Trees in relational databases

I recently posted an on how to use a CTE to traverse a tree in a relational database on Reddit.

This started a lot of conversation, and people were wondering on the performance aspect of using recursive queries.

Well, I decided to take an extreme look. I'll pretend that Reddit had a very popular thread that had 5,000 comments on it. And, to really tax this query, I'll make it so that it is an extremely unbalanced tree 1000 comments deep.

For those following along, I'm going to use T-SQL, and everything in this post can be dropped directly into SQLServer 2005+ and ran.

I'm going to build a tree that looks like this:

  Root
      \
      Comment 1
      Comment 2
      Comment 3
      Comment 4
      Comment 5
               \
               Comment 6
               Comment 7
               Comment 8
               Comment 9
               Comment 10
                         \
                         Comment 11
                         Comment 12
                         Comment 13
                         Comment 14
                         Comment 15 (This repeats to depth of 1,000)

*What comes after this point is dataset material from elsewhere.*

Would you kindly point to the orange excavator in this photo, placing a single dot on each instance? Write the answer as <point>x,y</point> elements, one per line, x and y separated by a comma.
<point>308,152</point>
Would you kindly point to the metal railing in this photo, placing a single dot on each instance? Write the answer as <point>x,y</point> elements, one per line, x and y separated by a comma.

This is the absolute worst case scenario, because I have a horrible unbalanced tree, and will have to recursively walk the entire thing.

So, to create the schema:

  USE [Tree]
  CREATE TABLE [dbo].[Tree]
  (
    [Id] [int] IDENTITY(1,1) NOT NULL,
        [ParentID] [int] NULL,
        CONSTRAINT [PK_Tree] PRIMARY KEY CLUSTERED 
        (
           [Id] ASC
        )WITH (PAD_INDEX  = OFF, IGNORE_DUP_KEY = OFF) ON [PRIMARY]
  ) ON [PRIMARY]

  GO
  ALTER TABLE [dbo].[Tree]  WITH CHECK ADD  CONSTRAINT [FK_Tree_Tree] FOREIGN KEY([ParentID])
         REFERENCES [dbo].[Tree] ([Id])
  GO
  ALTER TABLE [dbo].[Tree] CHECK CONSTRAINT [FK_Tree_Tree]

This is a simple table with the following attributes:

  • Two Columns (Id, ParentId)
  • Id is an identity column and the primary key
  • ParentId is Nullable, and is a Foreign Key back to Id

Now, I'm going to insert my comment thread of doom into this table, I'm using some pretty tacky T-SQL to do this, but I'm lazy:

USE Tree;

DECLARE @depthCounter int;
DECLARE @lastNode int;
DECLARE @i int;

SET @DepthCounter = 0;

INSERT INTO Tree (ParentID)
        VALUES
        (
                NULL
        );

SET @LastNode = SCOPE_IDENTITY();

WHILE @DepthCounter < 1000
BEGIN   
        SET @i = 0;
        WHILE @i < 5
                BEGIN
                        INSERT INTO Tree (ParentID)
                                VALUES
                                (
                                        @LastNode
                                );      
                        SET @i = @i + 1;
                END
        SET @LastNode = SCOPE_IDENTITY();       
        SET @DepthCounter = @DepthCounter + 1;
END

With my tree of doom inserted, I'll run the query starting from the root:

Use Tree;

WITH CommentTree (ParentID, ID, Level)
 AS
 (
        SELECT ParentID, ID, 0 as [Level]
                FROM Tree
                WHERE ParentID IS NULL
        UNION ALL
                SELECT c.ParentID, c.ID, ct.Level + 1
                        FROM Tree c
                        JOIN CommentTree ct ON ct.ID = c.ParentID
  )

  SELECT ParentID, ID, Level FROM CommentTree 
         ORDER BY ParentID, Level, ID OPTION (MAXRECURSION 5000)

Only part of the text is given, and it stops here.